First place. All right.

But instead – but instead, this nice Jewish boy that never goes to Temple –

sits down and starts playing Be not afraid. Well, we ended up finishing that CD. My husband wanted to make 3,000 copies. And I said, “Yeah, right. Who’s going to buy this thing?

He said, “No, but I been – I been – I been praying about it and every time I pray about it the number 3,000 keeps coming to mind.” Being a good wife, I said, “Yes, dear”, thinking we’re going to take this loan to our grave.

We’re going to be giving these things away for Christmas presents the rest of our days.

Well, do you know that we sold out of the first 3,000 in four months?
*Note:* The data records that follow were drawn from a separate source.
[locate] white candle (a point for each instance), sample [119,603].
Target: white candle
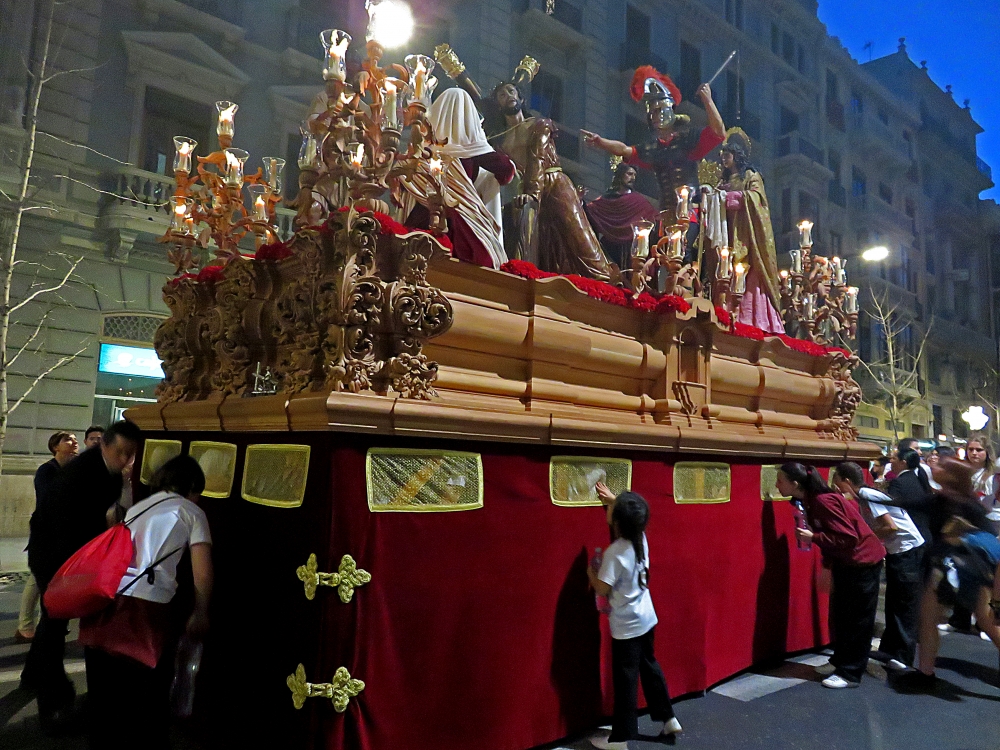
[185,147]
[722,272]
[683,207]
[851,300]
[391,120]
[640,233]
[675,248]
[796,260]
[227,114]
[805,233]
[740,282]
We made numerous re-orders. There was such a demand for a second and then a third. Recently we released a fourth. To date we’ve sold well over 200,000 copies and the profit – profit? Like I said, I thought we were taking this loan to our grave. The profit, 100 percent pays for my attendant care. The person that comes every morning, stretches my body, helps me use the bathroom, gives me a shower, washes my face, blows by nose, brushes my teeth, feeds me breakfast, cooks the meal so that Mike can be my husband and not my nurse. That’s about $40,000.00 a year. Insurance does not pay for a penny of it. And it is completely covered. Our God – yours and mine -- is a very practical God!

Think about it. There’s no way that Dorothy could have heard me. All my siblings were in careers to help with my every need. Mike gets transferred to the same city. I get a 150 students. And my financial needs are covered. Our God is a very practical God. And I know that many times, if we believe in the Lord, we think he’s only in that beautiful mountain scene or in that beautiful sunset or up there on that alter, or even in that really holy person that can quote scripture even in the grocery store.

And yes, although he’s present in all of those things, I’m here to remind you that he’s right here in our every day life.